VIENNA, Austria -- April 17, 2019 -- Several trends favour emricasan treatment for patients with nonalcoholic steatohepatitis cirrhosis and severe portal hypertension (hepatic venous pressure gradient [HVPG], ≥12 mm Hg) and support its further study in this population, according to a study presented here at The International Liver Meeting, the 54th Annual Meeting of the European Association for the Study of the Liver (EASL).

Emricasan is an oral pan-caspase inhibitor that has been shown to lower portal pressure in animal models and humans with compensated cirrhosis (HVPG, ≥12 mm Hg), said Guadalupe Garcia-Tsao, MD, Yale University, New Haven, Connecticut, on April 13. She noted that caspases play a central role in apoptosis and inflammation, both of which are pathogenic mechanisms in nonalcoholic steatohepatitis.

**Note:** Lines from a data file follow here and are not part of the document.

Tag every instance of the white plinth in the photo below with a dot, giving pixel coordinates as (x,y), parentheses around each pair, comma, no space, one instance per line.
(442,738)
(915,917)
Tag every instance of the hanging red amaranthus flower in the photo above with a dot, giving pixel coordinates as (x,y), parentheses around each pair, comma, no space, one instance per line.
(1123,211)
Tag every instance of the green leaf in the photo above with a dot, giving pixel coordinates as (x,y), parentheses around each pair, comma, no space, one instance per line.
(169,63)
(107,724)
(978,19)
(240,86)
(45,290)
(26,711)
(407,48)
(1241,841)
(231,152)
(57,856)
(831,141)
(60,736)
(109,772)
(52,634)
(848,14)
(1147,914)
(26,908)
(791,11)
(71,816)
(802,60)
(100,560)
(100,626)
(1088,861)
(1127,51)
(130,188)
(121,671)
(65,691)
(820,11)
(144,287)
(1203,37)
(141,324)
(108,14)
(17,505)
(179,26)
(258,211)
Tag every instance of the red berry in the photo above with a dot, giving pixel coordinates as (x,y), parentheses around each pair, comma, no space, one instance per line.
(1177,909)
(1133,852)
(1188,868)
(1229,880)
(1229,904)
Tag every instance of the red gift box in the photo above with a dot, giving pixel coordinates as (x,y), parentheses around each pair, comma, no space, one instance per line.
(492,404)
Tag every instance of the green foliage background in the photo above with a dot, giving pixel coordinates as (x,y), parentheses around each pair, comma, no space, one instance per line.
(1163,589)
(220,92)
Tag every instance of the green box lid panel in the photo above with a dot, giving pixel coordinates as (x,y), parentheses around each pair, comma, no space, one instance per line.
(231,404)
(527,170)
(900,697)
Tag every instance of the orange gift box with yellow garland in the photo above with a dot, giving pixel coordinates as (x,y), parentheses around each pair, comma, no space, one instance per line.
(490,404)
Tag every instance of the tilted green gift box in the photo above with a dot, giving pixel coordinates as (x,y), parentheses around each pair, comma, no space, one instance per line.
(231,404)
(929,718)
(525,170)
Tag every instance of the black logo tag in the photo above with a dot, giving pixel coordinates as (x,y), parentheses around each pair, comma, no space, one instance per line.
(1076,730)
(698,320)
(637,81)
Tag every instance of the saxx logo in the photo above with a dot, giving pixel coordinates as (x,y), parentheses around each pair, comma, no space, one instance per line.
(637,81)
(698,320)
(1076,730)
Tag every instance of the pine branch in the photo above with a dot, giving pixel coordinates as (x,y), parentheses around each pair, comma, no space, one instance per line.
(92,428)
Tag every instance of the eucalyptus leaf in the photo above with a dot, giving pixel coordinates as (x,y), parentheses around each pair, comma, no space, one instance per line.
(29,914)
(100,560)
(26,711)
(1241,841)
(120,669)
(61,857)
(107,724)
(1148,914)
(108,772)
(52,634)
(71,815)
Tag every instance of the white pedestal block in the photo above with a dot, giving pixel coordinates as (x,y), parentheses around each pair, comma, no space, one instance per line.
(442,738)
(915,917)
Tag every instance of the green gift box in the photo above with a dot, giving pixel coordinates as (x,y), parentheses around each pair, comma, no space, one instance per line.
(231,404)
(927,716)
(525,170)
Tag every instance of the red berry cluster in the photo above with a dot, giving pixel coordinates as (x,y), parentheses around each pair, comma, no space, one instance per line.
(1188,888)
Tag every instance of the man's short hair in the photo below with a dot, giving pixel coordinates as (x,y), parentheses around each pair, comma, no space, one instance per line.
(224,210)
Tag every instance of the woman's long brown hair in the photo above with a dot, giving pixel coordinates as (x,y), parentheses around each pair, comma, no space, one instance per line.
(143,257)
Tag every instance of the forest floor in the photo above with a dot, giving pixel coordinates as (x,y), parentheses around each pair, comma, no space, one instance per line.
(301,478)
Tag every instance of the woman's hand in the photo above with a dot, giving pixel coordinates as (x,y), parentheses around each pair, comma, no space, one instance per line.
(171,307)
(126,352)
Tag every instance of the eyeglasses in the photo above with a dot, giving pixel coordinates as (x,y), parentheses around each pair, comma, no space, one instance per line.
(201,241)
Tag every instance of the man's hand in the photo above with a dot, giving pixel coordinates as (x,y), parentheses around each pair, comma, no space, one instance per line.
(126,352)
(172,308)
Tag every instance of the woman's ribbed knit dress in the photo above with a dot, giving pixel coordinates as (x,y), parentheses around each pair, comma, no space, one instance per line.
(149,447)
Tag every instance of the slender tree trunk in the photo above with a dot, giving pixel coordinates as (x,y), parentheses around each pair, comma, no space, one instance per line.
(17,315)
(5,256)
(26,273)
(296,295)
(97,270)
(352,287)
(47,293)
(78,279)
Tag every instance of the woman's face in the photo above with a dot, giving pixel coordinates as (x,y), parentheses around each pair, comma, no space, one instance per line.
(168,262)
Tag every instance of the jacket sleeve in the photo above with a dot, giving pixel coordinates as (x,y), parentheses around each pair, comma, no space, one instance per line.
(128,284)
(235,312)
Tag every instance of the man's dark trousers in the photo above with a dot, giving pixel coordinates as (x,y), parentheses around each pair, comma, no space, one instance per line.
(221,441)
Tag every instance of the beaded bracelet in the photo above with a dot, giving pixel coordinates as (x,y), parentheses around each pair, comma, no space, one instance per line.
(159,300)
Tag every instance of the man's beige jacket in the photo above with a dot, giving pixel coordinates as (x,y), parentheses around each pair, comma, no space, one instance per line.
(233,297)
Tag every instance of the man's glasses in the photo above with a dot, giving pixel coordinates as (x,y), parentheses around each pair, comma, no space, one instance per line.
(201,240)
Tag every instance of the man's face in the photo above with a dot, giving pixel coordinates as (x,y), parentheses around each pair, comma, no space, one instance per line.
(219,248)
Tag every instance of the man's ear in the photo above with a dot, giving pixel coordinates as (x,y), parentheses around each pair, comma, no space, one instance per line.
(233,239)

Severe portal hypertension, defined as HVPG of >10 to 12 mm Hg, is a key driver of cirrhosis decompensation. HPVG measurement is the best available method to evaluate the presence and severity of portal hypertension and is a robust surrogate marker for diagnosis and risk stratification. Decreases in HVPG as small as 1 mm Hg have been associated with a reduction in the risk of decompensation.

This interim analysis of a 48-week trial of HVPG decreases with emricasan versus placebo in a population with severe portal hypertension also looked at mechanistic biomarkers and safety/tolerability. Patients (n = 263; mean age, 60.8 years; 57% women) with nonalcoholic steatohepatitis cirrhosis and baseline HVPG of ≥12 mm Hg were randomised 1:1:1:1 to
emricasan 5, 25, or 50 mg or placebo orally twice daily for 48 weeks. HVPG assessment at the 24-week follow-up was the primary endpoint. Patients were stratified according to compensated (76%) or early decompensated (24%) status.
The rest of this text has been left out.